Do readers know there are two sets of accounting rules?

One for governments and one for the rest of us?

That hardly seems fair. We need to fight this nonsense, because it makes it impossible for Illinois taxpayers to hold elected officials accountable for the huge debt they create.

Illinois’ elected officials have been able to claim balanced budgets while racking up more than $200 billion of debt. This bad accounting that supports bad budgeting practices is harming our representative form of government. Citizens, including voters, do not have the information needed to be knowledgeable participants in their state government. Citizens support tax and spending policies and candidates based upon the wrong information.

Would voters’ candidate selections be different if they knew that governors and legislators are not truly balancing the state’s budget? If they knew that claims of balanced budgets were based upon bills not being paid, billions of dollars of costs being hidden and borrowed money being included? Or if taxes had to be increased to cover the true costs of state government?

This election cycle, voters are being enticed with talk of budget surpluses, tax cuts and additional services and benefits. In addition to billions of dollars coming into Illinois coffers from the federal government, the so-called surplus is a result of paying $3 billion to $4 billion less into the states’ pension systems than the amount the systems’ actuaries have determined is needed to properly fund the promised benefits.

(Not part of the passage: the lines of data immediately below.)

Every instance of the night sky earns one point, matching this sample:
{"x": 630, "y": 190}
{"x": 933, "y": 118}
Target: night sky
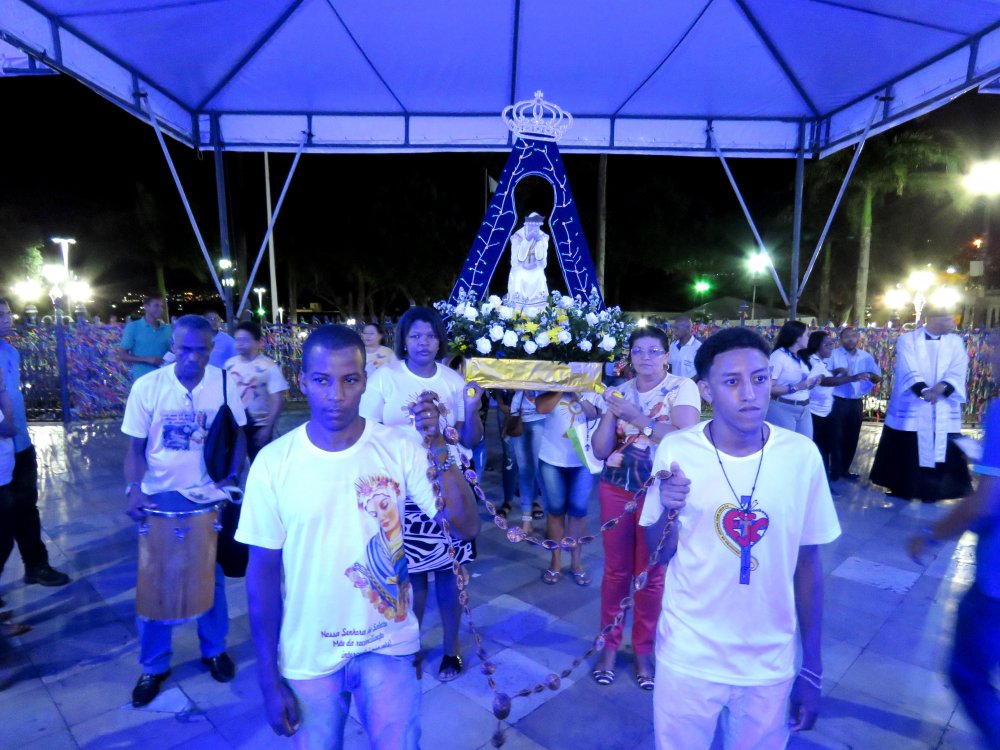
{"x": 73, "y": 164}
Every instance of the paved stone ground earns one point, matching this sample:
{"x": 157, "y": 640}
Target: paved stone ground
{"x": 66, "y": 684}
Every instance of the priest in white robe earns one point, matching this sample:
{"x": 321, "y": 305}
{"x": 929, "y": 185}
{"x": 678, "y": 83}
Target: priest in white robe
{"x": 916, "y": 456}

Meanwhile, elected officials claim that the state budget provides full funding of the “required contribution” into the pension systems. In fact, they tout they will pay an additional $500 million into the pension systems.

When Illinois elected officials talk about the “required contribution,” they mean the statutorily required contribution established in 1994 during the Gov. Jim Edgar administration. This funding scheme is so flawed that in 2013, the Securities and Exchange Commisison charged Illinois with securities fraud for “misleading municipal bond investors about the state’s approach to funding its pension obligations.” Former SEC Administrator Peter Chan described the plan as a “balloon mortgage on steroids.” The “required contribution” being touted now is based upon this scheme.

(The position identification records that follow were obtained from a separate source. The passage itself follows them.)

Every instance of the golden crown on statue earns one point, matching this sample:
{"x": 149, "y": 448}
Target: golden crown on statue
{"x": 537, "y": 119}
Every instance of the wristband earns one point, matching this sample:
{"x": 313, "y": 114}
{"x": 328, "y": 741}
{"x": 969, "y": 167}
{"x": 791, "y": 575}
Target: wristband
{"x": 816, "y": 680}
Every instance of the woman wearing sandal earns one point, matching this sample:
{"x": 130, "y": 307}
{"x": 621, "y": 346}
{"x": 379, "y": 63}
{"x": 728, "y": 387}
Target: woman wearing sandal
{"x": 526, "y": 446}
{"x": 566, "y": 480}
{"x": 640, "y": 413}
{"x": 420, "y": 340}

Unfortunately, the way Illinois prepares its general and other budgeted funds’ financial statements support the false claims of balanced budgets and surpluses. While corporations use accounting standards set by the Financial Accounting Standards Board, state and local governments, like Illinois, use a different set of rules established by the Governmental Accounting Standards Board.

Under rules of the first group, corporations are required to report the financial information of their parent entities and subsidiaries using full-accrual accounting, in which earned revenues and incurred expenses are included. The government rules, on the other hand, require governments to keep two sets of books. Government-wide consolidated financial statements are prepared using a method similar to the corporate method. But the governmental funds statements that account for general and other budgeted funds use a convoluted system called “modified accrual accounting.”

Under this system, Illinois’ general-fund statements do not include accumulating pension debt, and loan proceeds are in essence treated as revenues. Bills that have been received by the state but not paid are also excluded. Illinois routinely has billions of dollars of unpaid bills, including the $3.6 billion outstanding as of March 31, and more than $150 billion of pension debt.

The result is that the state is more than $200 billion in debt despite claims of balanced budgets.

Illinois voters will once again go to the polls without knowing the true state of the government’s finances. If the state had to use the same accounting rules as the rest of us, the financial statements for its general and other budgeted funds would report the truth. Unfortunately, the governmental standards board is currently considering fortifying its rules that require Illinois and other state and local governments to keep two sets of books and prolong this charade.

Sheila A. Weinberg, a certified public accountant, is founder and CEO of Truth in Accounting, a government-finance watchdog.